Demasiado personal, demasiado joven, es este Deleuze que derrapa, agradece, se pierde o tiembla el que nos cuesta reconocer y nos conmueve en Lettres et autres textes, tal vez porque no se ve qué solución de continuidad podría emparentarlo con el samurai implacable, afirmativo, virulento y alegre que nos acostumbramos a imaginar al leerlo o cuando pensamos en su nombre. Lapoujade, con todo, no lo olvida. Aunque no exento de ironía, le hace un poco de lugar cuando incluye en el libro, casi en su centro mismo, la entrevista maratónica (¡cuarenta páginas!) que Raymond Bellour hace con Deleuze y Guattari en 1972, a raíz de la salida de El Antiedipo, el único verdadero inédito del volumen y una de las pocas entrevistas con Deleuze que se publican a partir de la transcripción de una cinta de audio (Deleuze redactaba todos sus reportajes).
Es el momento más cómico del libro, gran paso de comedia rive gauche. Bellour, joven e intimidado, es toda una promesa de la french theory. Deleuze y Guattari están en la cresta de la ola, cebados de arrogancia y desdén, convencidos de haber conectado en una invención milagrosa –el esquizoanálisis–, por fin, dos fuerzas que al marxismo y al psicoanálisis no les alcanzó todo el siglo veinte para fundar y desvirtuar: la producción y el inconsciente. “Somos los primeros en anunciar”, declara Deleuze, “algo que ya está sucediendo, y que no tuvo que esperarnos a nosotros para suceder: que las cosas ya no pasarán por la lectura de Freud y el psicoanálisis, pasarán por la experimentación.”

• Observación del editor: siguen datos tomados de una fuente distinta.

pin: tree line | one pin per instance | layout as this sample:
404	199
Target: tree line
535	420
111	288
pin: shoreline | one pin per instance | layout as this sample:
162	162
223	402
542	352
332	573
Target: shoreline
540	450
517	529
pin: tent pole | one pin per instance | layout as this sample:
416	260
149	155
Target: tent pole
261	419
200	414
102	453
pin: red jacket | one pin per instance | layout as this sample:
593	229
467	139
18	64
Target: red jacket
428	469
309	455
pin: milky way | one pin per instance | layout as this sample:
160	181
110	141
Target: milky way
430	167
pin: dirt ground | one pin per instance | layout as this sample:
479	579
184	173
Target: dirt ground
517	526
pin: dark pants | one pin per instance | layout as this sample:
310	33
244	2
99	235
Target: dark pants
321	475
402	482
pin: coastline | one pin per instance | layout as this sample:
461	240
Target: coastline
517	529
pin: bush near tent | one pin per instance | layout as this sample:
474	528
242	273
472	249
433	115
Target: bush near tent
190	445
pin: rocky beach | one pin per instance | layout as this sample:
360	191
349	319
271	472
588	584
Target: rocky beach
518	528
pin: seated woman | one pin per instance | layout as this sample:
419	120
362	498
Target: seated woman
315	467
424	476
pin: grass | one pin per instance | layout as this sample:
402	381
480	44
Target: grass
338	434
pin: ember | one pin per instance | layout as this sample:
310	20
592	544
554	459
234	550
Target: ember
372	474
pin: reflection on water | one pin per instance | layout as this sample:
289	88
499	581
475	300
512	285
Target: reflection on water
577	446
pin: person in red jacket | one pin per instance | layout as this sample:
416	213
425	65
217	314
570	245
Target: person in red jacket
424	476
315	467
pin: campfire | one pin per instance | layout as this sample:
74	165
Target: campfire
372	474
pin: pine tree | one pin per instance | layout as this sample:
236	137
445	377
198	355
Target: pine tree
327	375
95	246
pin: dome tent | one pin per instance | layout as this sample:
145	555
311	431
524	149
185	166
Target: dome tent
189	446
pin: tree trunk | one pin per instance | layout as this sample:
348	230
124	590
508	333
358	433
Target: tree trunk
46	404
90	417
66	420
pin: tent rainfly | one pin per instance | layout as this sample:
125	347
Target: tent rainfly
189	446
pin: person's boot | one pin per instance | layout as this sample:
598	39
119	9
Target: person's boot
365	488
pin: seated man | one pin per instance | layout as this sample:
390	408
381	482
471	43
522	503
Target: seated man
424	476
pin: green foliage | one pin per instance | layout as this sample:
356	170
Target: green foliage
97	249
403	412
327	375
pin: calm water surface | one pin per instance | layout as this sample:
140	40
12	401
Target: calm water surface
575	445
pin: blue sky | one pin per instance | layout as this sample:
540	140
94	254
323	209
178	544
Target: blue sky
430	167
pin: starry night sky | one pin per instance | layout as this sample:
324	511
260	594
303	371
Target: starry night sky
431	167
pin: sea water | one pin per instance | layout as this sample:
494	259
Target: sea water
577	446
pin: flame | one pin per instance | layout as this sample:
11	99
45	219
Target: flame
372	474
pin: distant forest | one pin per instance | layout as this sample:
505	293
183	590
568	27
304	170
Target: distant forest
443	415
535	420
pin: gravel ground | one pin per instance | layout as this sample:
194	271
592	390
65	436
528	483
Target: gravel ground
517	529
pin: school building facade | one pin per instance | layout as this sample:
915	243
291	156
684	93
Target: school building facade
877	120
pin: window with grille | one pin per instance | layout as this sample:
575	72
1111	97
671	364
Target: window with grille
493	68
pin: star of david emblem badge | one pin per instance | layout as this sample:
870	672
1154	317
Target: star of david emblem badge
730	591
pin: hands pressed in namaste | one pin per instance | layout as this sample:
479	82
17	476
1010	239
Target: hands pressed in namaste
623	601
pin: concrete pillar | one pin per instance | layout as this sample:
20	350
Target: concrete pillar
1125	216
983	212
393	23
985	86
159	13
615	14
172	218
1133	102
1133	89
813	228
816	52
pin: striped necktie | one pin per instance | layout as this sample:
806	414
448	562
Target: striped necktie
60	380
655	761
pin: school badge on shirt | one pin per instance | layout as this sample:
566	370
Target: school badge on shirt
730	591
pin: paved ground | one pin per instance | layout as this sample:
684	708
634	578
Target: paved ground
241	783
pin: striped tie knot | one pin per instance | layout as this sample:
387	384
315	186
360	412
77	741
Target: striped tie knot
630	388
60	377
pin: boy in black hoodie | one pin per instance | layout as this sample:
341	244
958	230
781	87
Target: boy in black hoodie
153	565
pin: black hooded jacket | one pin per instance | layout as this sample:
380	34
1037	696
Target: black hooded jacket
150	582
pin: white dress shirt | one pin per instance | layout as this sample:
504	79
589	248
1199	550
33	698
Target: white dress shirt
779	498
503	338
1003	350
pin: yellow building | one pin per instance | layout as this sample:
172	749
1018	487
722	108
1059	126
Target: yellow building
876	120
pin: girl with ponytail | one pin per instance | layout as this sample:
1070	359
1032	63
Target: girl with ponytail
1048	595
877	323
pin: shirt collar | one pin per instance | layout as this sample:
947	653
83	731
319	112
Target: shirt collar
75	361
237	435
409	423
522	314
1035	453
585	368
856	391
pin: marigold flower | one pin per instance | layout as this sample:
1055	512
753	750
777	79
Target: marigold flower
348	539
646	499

La entrevista es áspera, increíblemente forcejeada: un festival de pechazos donde resuenan casi sin filtro las balaceras de la época. Bellour, tímido, pregunta si es posible teorizar el deseo sin la noción de falta. Guattari (probablemente afectado por la tirria que le inspira Les Temps Modernes, la revista donde [nunca] se publicará la entrevista) reacciona: “¡La peor de las abstracciones! ¿Falta de qué? ¿De vitaminas, de oxígeno? (...) Tu pregunta está podrida”. Bellour balbucea: El nomadismo, OK, todo bien, en el espacio ideal de las novelas de Beckett, en Michaux, en Joyce, de acuerdo, pero... Y Guattari, tirándosele encima: “¡Está por decir una pelotudez! Terminá la frase, vas a decir una pelotudez, dale. Que, que, que... ¿todo eso es literatura?” Zumban las balas en la tarde última. Guattari, queda claro: es el que va con los tapones de punta. Pero ¿quién es Deleuze en esa batalla campal? Es el que se echa la culpa. “Todo el costado universitario del libro es culpa mía”, dice. Es el que admite que no puede contestar (porque el problema sobre el que lo interrogan es demasiado complejo). Es el que se reconoce interpelado por la diferencia, ya sea para negarla (“No, no hay diferencias entre Félix y yo”), ya sea para endulzarla (“Félix dice: Sean edípicos hasta el fondo; yo, en cambio, diría: Descubran algo más puro bajo sus mugres edípicas”). En otras palabras, Deleuze –aun en el pico de su beligerancia– es el frágil, el delicado, el que no piensa deponer las armas pero privilegia siempre la interlocución (aun cuando el interlocutor se confunda con un blanco), porque sólo en la interlocución el pensamiento irrumpe como peligro. Si Guattari es el agitador, Deleuze es algo tan anacrónico como un profesor, en el sentido más francés (Foucault, Derrida, Badiou, el mismo Barthes, tan ninguneado por la institución universitaria, ¿dónde pensaron todo lo que escribieron sino en el marco institucional de la enseñanza?), más hospitalario y más explosivo de la palabra.